Assuming there's a clean edge to the burned area, consider using the distinct vegetation boundary (symbol 416) around the perimeter. I'd highlight this in meet notes, so folks will have a heads up as to what it means in this case.
If the runnability is improved to 60% or 80% of 'normal' white woods, drop to a lighter shade of green, or make it white. If visibility at eye level is opened up, but running speed remains somewhat degraded, use one of the green slash symbols (407 or 409).
Feb 20, 2024 3:55 AM # 
tRicky:
Just burn a hole in the affected part(s) of the map.
Feb 20, 2024 7:41 AM # 
gordhun:
Jim- I think you have it. Yes, the visibility is opened up but also the remains of the vines, palmetto stocks and scrub trees are still there so runnability is somewhat impaired. I don't think I've ever before used 407/409 over white woods but I tried it and like the look. Thank you.
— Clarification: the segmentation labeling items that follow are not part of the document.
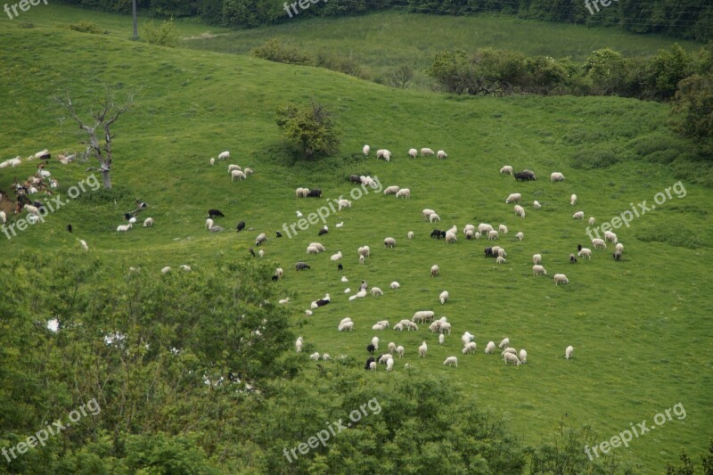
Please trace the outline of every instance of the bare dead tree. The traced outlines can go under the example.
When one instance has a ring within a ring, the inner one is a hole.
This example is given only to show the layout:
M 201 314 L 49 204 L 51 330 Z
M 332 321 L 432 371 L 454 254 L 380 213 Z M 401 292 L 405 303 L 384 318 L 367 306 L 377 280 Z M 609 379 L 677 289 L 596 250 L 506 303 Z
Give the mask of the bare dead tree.
M 135 93 L 127 94 L 127 102 L 118 105 L 115 103 L 115 94 L 111 89 L 107 89 L 104 98 L 99 102 L 99 108 L 90 111 L 94 126 L 84 122 L 72 103 L 69 94 L 65 97 L 54 96 L 54 102 L 60 104 L 70 117 L 77 122 L 79 128 L 84 130 L 89 136 L 88 140 L 82 142 L 86 145 L 85 159 L 88 157 L 95 158 L 99 161 L 99 167 L 90 167 L 86 171 L 96 170 L 102 172 L 102 178 L 105 190 L 111 189 L 111 141 L 114 138 L 110 131 L 110 127 L 119 118 L 127 112 L 134 105 Z M 98 136 L 102 135 L 102 136 Z

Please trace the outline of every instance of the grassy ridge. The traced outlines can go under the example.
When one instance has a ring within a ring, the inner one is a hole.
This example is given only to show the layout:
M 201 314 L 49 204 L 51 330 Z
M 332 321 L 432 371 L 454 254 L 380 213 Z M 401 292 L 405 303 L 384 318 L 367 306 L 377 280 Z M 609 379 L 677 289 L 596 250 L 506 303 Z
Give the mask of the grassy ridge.
M 61 114 L 52 106 L 53 93 L 69 90 L 81 102 L 99 94 L 101 83 L 142 86 L 136 108 L 115 128 L 117 189 L 111 199 L 83 196 L 45 225 L 3 240 L 0 254 L 20 249 L 79 252 L 76 240 L 81 237 L 108 266 L 130 256 L 157 274 L 165 265 L 184 262 L 200 272 L 215 255 L 247 258 L 255 236 L 266 232 L 265 265 L 285 268 L 287 276 L 277 285 L 293 299 L 296 332 L 320 353 L 362 360 L 375 321 L 433 308 L 454 324 L 455 334 L 443 348 L 422 329 L 388 331 L 380 335 L 383 345 L 392 340 L 404 345 L 406 361 L 416 371 L 438 373 L 463 388 L 465 397 L 506 414 L 526 443 L 539 443 L 561 420 L 574 426 L 593 422 L 603 440 L 631 422 L 651 423 L 653 414 L 680 402 L 686 419 L 667 422 L 630 448 L 617 449 L 616 456 L 658 471 L 676 458 L 678 446 L 689 453 L 706 446 L 713 402 L 711 360 L 701 352 L 710 347 L 712 334 L 707 190 L 685 183 L 684 199 L 674 198 L 618 231 L 627 246 L 624 262 L 614 263 L 610 250 L 595 251 L 591 262 L 567 262 L 577 243 L 586 240 L 584 225 L 571 218 L 573 208 L 602 223 L 629 202 L 651 203 L 656 192 L 677 181 L 666 167 L 636 158 L 637 144 L 649 137 L 670 140 L 665 106 L 619 98 L 496 100 L 400 92 L 312 68 L 44 28 L 4 30 L 0 42 L 8 45 L 0 52 L 2 160 L 45 147 L 53 152 L 78 148 L 74 127 L 56 119 Z M 342 153 L 287 166 L 275 108 L 311 97 L 338 114 Z M 600 142 L 627 154 L 627 160 L 602 169 L 571 167 L 575 154 Z M 389 148 L 394 160 L 361 159 L 365 143 Z M 412 146 L 443 148 L 449 157 L 412 160 L 406 158 Z M 225 163 L 210 167 L 209 158 L 225 149 L 233 152 L 231 162 L 252 168 L 255 175 L 231 183 Z M 534 169 L 540 179 L 516 184 L 497 173 L 506 163 Z M 50 169 L 66 190 L 86 176 L 84 168 L 53 164 Z M 0 189 L 34 169 L 30 162 L 0 171 Z M 551 184 L 546 177 L 554 170 L 567 179 Z M 331 217 L 331 232 L 323 238 L 317 238 L 316 225 L 292 239 L 273 237 L 283 223 L 295 220 L 297 209 L 307 215 L 325 203 L 299 201 L 294 188 L 321 187 L 325 199 L 346 196 L 352 189 L 345 179 L 349 173 L 378 176 L 384 186 L 409 187 L 412 198 L 369 193 L 352 209 Z M 525 219 L 504 204 L 512 192 L 523 193 Z M 577 207 L 569 204 L 571 192 L 579 197 Z M 121 215 L 138 197 L 150 203 L 144 216 L 152 216 L 155 226 L 117 233 Z M 543 209 L 533 210 L 533 200 Z M 202 227 L 209 208 L 225 212 L 226 227 L 243 219 L 252 230 L 209 233 Z M 506 224 L 511 233 L 498 244 L 507 250 L 507 264 L 484 259 L 488 244 L 466 242 L 462 233 L 451 246 L 429 239 L 433 226 L 421 219 L 423 208 L 439 213 L 442 227 Z M 344 227 L 337 229 L 340 221 Z M 64 231 L 68 222 L 75 226 L 73 234 Z M 410 242 L 409 230 L 416 233 Z M 521 242 L 513 237 L 518 231 L 525 233 Z M 676 234 L 698 237 L 696 249 L 674 242 Z M 383 249 L 387 236 L 397 239 L 396 249 Z M 307 256 L 312 241 L 324 242 L 327 253 Z M 364 244 L 373 254 L 360 266 L 356 250 Z M 329 260 L 337 250 L 345 255 L 346 285 Z M 571 283 L 555 287 L 548 278 L 533 277 L 534 252 L 543 254 L 550 274 L 565 272 Z M 300 259 L 313 269 L 295 273 L 291 266 Z M 442 269 L 437 279 L 428 274 L 434 263 Z M 386 295 L 348 302 L 344 288 L 354 291 L 362 279 Z M 387 290 L 392 280 L 401 283 L 397 292 Z M 451 294 L 446 306 L 438 303 L 442 290 Z M 303 317 L 302 310 L 325 291 L 332 305 Z M 347 315 L 357 329 L 337 332 L 337 323 Z M 459 335 L 465 330 L 477 336 L 474 356 L 460 355 Z M 504 336 L 529 350 L 528 365 L 506 368 L 497 356 L 482 354 L 488 340 Z M 418 361 L 415 348 L 424 339 L 429 357 Z M 567 362 L 561 356 L 569 344 L 576 348 L 575 359 Z M 460 367 L 444 367 L 445 356 L 455 354 Z M 403 371 L 397 366 L 395 374 L 380 372 L 374 379 L 389 384 Z

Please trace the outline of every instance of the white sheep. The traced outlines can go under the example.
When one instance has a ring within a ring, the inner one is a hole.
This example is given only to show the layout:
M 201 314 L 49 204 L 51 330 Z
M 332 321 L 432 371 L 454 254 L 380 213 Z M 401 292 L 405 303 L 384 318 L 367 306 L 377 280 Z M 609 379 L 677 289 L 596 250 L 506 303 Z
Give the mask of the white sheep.
M 507 198 L 505 198 L 505 203 L 515 203 L 522 200 L 522 195 L 520 193 L 510 193 Z
M 532 266 L 532 274 L 535 275 L 547 275 L 547 271 L 542 266 L 536 264 Z
M 443 291 L 442 292 L 440 292 L 440 295 L 438 295 L 438 300 L 440 300 L 441 305 L 447 302 L 448 299 L 450 299 L 450 294 L 448 293 L 448 291 Z
M 448 356 L 447 358 L 446 358 L 446 361 L 444 361 L 443 364 L 447 364 L 448 366 L 455 365 L 455 367 L 457 368 L 458 358 L 456 358 L 455 356 Z
M 564 274 L 555 274 L 554 285 L 559 285 L 561 283 L 570 283 L 570 281 L 567 279 L 567 275 Z
M 411 190 L 409 190 L 408 188 L 401 188 L 401 189 L 400 189 L 400 190 L 398 190 L 398 192 L 396 193 L 396 197 L 397 197 L 397 198 L 406 198 L 406 199 L 409 199 L 409 198 L 411 198 Z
Boundaries of the burn are just not distinct enough in most cases to use a boundary symbol. Besides most of the boundaries are defined already by heavy equipment tracks quickly cut through the forest.
Hope to have event photos to post to suncoastorienteering.com after the March 2nd event.
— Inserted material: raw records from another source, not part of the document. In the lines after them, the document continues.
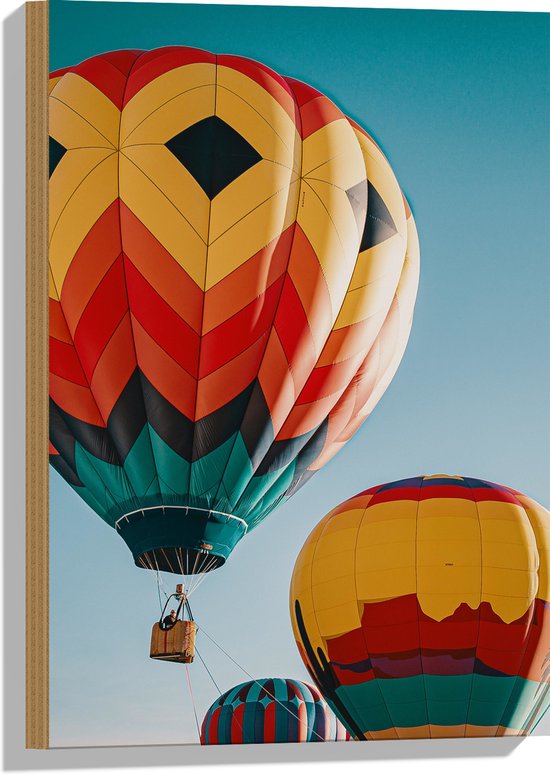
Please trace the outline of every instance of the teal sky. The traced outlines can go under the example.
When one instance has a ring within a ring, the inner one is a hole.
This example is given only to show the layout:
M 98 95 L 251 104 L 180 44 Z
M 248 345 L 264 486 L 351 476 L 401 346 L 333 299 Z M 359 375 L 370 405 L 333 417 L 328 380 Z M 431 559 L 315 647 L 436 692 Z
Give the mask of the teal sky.
M 421 279 L 401 367 L 329 465 L 192 597 L 254 677 L 308 679 L 295 558 L 334 505 L 429 473 L 550 505 L 550 15 L 50 0 L 51 69 L 117 48 L 258 59 L 330 96 L 382 146 L 415 214 Z M 174 579 L 165 575 L 167 587 Z M 185 671 L 148 658 L 156 582 L 51 473 L 54 746 L 196 742 Z M 225 690 L 246 680 L 199 633 Z M 217 691 L 190 669 L 199 722 Z M 538 733 L 550 732 L 550 718 Z

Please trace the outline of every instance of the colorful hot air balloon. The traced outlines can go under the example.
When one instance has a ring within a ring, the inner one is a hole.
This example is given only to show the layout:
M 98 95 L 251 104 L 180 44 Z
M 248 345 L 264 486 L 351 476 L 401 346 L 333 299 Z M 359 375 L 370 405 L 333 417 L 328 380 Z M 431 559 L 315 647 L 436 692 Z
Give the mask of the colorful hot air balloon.
M 550 703 L 550 514 L 460 476 L 376 486 L 298 556 L 294 634 L 359 739 L 530 733 Z
M 262 64 L 52 73 L 51 463 L 138 566 L 220 566 L 403 355 L 414 221 L 376 143 Z
M 212 704 L 202 722 L 201 744 L 339 742 L 349 734 L 319 691 L 300 680 L 251 680 Z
tRicky thank you for your suggestion. I was going to try it but think that in Florida there is probably an ordinance (municipal rule) against burning holes in orienteering maps.
Feb 20, 2024 11:00 AM # 
jennycas:
In the Northern Territory (Top End of Australia) at the end of the Wet Season, it is advisable to burn the head-high grass covering your chosen map area, before holding an event there!
Feb 25, 2024 1:49 AM # 
Ecmo:
Jenny - I recall grass in the NT on one map being over head high on me. Must be pretty tough for you visually. Maybe a new symbol for good running, awful visibility is needed.
Feb 26, 2024 4:31 AM # 
gruver:
Ecmo we've hankered after something like that for 2-5m plantation pines before the pruning and thinning takes place. Very challenging, and no warning if the map contains good-vis trees as well. Sometimes an understorey of native vegetation can have the same effect.
Feb 26, 2024 10:56 AM # 
Tinnishill:
I echo what Jim said earlier.

The predominate undergrowth in these parts is a mixture of brambles, bracken and nettles with occasional wild rose vines; it grows both out in the open and under big trees. It can be anything from ankle height to head height.

Symbols 407 ("vegetation, slow running, good visibility") and 409 ("vegetation: walk, good visibility") are commonly used over both symbol 403 ("rough open land") and 405 ("open forest"). Sometimes it is easy to have good visibility over the top of a patch of thorns which are truly impassible, in which case I would expect 410 ("vegetation: fight").